Let us bring together all the sources of funding: the county council capital budget, the local flood resilience levy fund and the £120 million in capital announced for schemes that do not meet the formula. I would welcome some clarification from the Minister this evening on how to bid for that fund. This is something that the town itself would be prepared to contribute to, and the Heritage Lottery Fund is going to be approached to help to protect the town’s heritage. There will be section 106 money from the new housing in the town and, of course, that help in kind from local farmers and builders. The Environment Agency does a wonderful job of supporting this process, and then we can put the scheme in for planning permission—this year, I hope. Once that process is complete, I believe that it is ambitious but feasible for the scheme to be shovel-ready next year. So Minister, I urge you to ask your officials—
Madam Deputy Speaker (Dame Eleanor Laing)
Order. I cannot let the hon. Lady do that twice. I have let her do it once. We have a lot of new Members who, during this unusual time, seem to think that the normal procedures, courtesies and rules should be flouted, but the hon. Lady knows how to behave in the Chamber. She cannot address the Minister directly. She knows she cannot do that, and I implore her please to get it right so that I can use her as an example for Members who do not behave so well.
Harriett Baldwin
Thank you so much for that guidance, Madam Deputy Speaker. As you will recall, it has been some time since I held an Adjournment debate and I am grateful for the refresher course on etiquette.

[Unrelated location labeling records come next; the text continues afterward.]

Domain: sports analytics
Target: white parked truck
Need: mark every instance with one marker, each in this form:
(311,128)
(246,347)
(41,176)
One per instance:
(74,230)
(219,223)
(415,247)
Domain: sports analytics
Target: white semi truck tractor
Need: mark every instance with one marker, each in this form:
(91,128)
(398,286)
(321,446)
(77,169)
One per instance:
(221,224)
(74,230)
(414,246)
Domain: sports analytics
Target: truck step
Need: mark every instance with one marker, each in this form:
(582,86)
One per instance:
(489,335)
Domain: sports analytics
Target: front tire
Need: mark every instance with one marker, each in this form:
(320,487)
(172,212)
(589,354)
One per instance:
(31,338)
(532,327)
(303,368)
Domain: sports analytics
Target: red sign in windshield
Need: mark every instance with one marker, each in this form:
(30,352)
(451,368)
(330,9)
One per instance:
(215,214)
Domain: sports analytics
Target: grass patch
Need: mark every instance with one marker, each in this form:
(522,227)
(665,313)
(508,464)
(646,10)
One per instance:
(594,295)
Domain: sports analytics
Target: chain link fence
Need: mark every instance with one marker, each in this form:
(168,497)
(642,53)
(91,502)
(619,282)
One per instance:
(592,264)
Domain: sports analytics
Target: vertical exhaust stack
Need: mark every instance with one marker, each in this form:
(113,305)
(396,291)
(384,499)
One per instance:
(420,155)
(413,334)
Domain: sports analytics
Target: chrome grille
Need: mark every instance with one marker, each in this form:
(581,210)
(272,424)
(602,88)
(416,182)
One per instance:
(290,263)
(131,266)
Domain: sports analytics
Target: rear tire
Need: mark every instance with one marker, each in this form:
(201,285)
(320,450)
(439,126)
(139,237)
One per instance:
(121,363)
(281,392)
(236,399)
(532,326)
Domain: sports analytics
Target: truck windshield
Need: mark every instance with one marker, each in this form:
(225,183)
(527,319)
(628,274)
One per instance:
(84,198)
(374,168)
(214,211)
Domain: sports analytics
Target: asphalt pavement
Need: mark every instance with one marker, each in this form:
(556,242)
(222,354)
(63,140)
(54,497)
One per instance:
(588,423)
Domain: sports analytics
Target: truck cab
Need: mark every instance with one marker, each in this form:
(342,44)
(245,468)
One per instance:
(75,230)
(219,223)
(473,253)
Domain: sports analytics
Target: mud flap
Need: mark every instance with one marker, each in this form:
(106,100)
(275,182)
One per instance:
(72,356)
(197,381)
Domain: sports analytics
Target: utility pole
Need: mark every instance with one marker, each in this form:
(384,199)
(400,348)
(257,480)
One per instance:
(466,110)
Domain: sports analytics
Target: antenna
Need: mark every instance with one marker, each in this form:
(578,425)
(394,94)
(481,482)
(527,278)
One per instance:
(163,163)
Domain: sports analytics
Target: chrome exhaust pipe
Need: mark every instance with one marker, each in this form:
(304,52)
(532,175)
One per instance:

Through you, Madam Deputy Speaker, I urge the Minister to ask her officials to back this plan, and to back a solution that has eluded all her ministerial predecessors so that she can make her illustrious mark on the hundreds of years of history of this wonderful market town. Then, whether it is at a future mistletoe festival, Applefest celebration or Tenbury agricultural show, you, Madam Deputy Speaker, and through you the Minister will be given a garlanded welcome for the rest of your lives, whenever you choose to visit the beautiful town of Tenbury Wells.